Noting that the Venezuela refugee crisis will leave 1.1 million children, returnees and people in-transit lacking protection and basic services across Latin America and the Caribbean (LAC) in 2019,UNICEF said it  is encouraged by governments’ efforts to jointly seek regional solutions to the challenges posed by large scale migration that are in line with international standards and national laws, such as the protocol adopted by Ecuador to protect uprooted children,” said María Cristina Perceval, UNICEF’s Regional LAC Director .

Amid spiraling hyperinflation, shortages of basic goods, political turmoil, violence and persecution, almost 3.4 million Venezuelans have left the country to seek safety or a better life abroad, according to the Office of the UN High Commissioner for Refugees (UNHCR). 

UNHCR said while more than 250,000 Venezuelans filed asylum claims last year, mostly in Latin America, many remain in an irregular situation, lacking guarantees to basic rights and exposed to exploitation and abuse.

Meanwhile, uprooted children and families face challenges in regularizing their immigration status, “which can impact an array of services, as well as early childhood development,” UNICEF said.

Moreover, it said host countries lacking clear migration policies, put children at higher risk of discrimination, family separation, xenophobia and violence – “with unaccompanied and separated children, pregnant women, nursing mothers and indigenous people at even greater risk.” 

“Human rights standards call for states to allow children entry and registration as a precondition for carrying out initial protection assessment procedures,” Perceval said. “Even when they are unaccompanied and without official documentation, they should be immediately directed to specialized personnel, who can assess their protection needs”.

In addition to providing states with valuable planning and budget information, UNICEF called registering children on the move “the first step in guaranteeing their rights”.  
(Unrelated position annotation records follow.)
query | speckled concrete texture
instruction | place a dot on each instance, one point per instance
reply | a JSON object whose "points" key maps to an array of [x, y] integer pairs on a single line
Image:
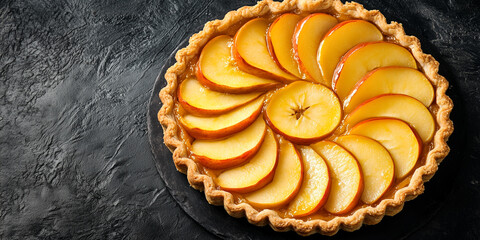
{"points": [[76, 79]]}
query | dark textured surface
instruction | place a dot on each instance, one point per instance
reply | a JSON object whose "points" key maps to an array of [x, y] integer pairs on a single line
{"points": [[75, 162]]}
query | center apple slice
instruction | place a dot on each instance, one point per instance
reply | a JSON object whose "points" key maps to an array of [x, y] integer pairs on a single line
{"points": [[376, 163], [251, 52], [255, 174], [365, 57], [315, 187], [218, 70], [230, 151], [303, 112], [222, 125], [346, 175], [285, 183]]}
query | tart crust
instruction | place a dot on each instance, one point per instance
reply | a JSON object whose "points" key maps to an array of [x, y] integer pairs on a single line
{"points": [[173, 135]]}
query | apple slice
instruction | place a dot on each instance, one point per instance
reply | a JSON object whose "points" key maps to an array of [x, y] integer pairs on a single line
{"points": [[255, 174], [285, 183], [315, 187], [346, 175], [339, 40], [376, 163], [365, 57], [303, 112], [251, 52], [200, 100], [398, 106], [231, 151], [218, 71], [279, 42], [222, 125], [309, 32], [384, 80], [397, 137]]}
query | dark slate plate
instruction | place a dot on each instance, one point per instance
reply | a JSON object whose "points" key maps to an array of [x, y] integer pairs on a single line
{"points": [[409, 222]]}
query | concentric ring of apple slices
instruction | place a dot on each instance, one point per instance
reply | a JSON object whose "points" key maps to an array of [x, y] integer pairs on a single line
{"points": [[346, 68]]}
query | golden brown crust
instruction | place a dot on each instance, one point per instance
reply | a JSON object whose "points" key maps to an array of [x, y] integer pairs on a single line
{"points": [[367, 215]]}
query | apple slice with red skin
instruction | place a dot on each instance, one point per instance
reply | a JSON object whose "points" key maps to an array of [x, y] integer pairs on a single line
{"points": [[363, 58], [303, 112], [231, 151], [347, 180], [309, 32], [399, 80], [398, 106], [217, 70], [315, 188], [376, 163], [250, 51], [201, 101], [397, 137], [339, 40], [279, 43], [223, 125], [256, 173], [286, 182]]}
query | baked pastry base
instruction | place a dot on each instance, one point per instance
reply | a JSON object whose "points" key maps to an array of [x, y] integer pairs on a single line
{"points": [[174, 137]]}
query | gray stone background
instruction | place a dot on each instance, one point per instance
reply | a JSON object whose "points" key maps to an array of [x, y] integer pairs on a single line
{"points": [[75, 162]]}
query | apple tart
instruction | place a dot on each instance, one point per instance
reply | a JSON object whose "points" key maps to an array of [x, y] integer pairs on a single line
{"points": [[310, 116]]}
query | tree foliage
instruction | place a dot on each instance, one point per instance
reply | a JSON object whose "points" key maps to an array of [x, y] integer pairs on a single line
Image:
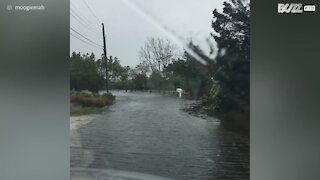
{"points": [[84, 73]]}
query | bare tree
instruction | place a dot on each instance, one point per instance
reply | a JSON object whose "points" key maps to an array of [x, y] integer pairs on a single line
{"points": [[157, 53]]}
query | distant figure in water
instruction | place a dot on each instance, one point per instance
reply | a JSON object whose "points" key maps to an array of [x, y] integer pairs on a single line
{"points": [[179, 90]]}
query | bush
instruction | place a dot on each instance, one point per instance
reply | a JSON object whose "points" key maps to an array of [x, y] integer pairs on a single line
{"points": [[109, 96], [86, 99]]}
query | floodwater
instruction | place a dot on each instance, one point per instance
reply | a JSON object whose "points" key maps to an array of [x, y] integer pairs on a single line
{"points": [[149, 133]]}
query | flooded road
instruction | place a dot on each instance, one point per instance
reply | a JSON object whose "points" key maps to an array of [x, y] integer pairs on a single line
{"points": [[149, 133]]}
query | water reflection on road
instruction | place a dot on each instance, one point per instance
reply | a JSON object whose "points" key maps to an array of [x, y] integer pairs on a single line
{"points": [[149, 133]]}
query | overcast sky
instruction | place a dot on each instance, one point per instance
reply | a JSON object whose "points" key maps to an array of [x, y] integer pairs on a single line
{"points": [[129, 23]]}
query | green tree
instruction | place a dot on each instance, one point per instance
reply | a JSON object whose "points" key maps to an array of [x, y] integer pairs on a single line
{"points": [[84, 73], [231, 90]]}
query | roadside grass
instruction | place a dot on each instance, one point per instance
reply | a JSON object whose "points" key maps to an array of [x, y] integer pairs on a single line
{"points": [[85, 102], [76, 110]]}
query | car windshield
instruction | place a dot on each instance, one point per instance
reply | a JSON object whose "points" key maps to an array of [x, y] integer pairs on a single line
{"points": [[159, 89]]}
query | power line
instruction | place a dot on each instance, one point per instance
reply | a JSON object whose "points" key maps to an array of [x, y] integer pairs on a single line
{"points": [[85, 37], [91, 11], [84, 25], [84, 41]]}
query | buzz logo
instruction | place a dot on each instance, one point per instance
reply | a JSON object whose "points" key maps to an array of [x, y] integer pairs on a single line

The UN agency has appealed for US$69.5 million to meet the needs of migrants across the LAC region.

Meantime, the United States’ Department of State on Friday said  that Washington was “pre-positioning” humanitarian aid in the Dutch Caribbean island of Curaçao for the people of Venezuela. 

“With the support of the Kingdom of the Netherlands and the Government of Curaçao, today’s delivery contains four kits of emergency health assistance with medicines and medical supplies,” said the State Department in a statement.

“The four 1,200-pound kits, which can cover the health needs of 40,000 people for three months, will help address the shortages of basic emergency supplies in Venezuelan hospitals and health centers,” it added. 

In addition to this delivery, the State Department said Washington has “pre-positioned” over 540 metric tons of assistance in Colombia and Brazil for the people inside Venezuela. 

Since Fiscal Year 2017, the department said the United States has also provided more than US$195 million – including more than US$152 million in humanitarian assistance and about US$43 million in development and economic assistance – to help countries in the region with the escalating migration crisis. 

This assistance includes working with the International Organization of Migration to distribute food and critical relief supplies to Venezuelan families, including those in Curaçao, as well as supporting their efforts to “better distribute humanitarian assistance through displacement tracking,” the State Department said. 

It said its Bureau of Population, Refugees, and Migration (PRM) has provided more than US$7.4 million to assist vulnerable Venezuelans in the Dominican Republic, Guyana, Trinidad and Tobago, and the broader Caribbean region. 

The State Department said Opposition Leader  Juan Guaido and Venezuela’s National Assembly are “prioritizing the need for immediate international humanitarian assistance.”

“The United States will continue to respond to this request and support the ongoing peaceful transition to democracy in Venezuela,” the State Department said.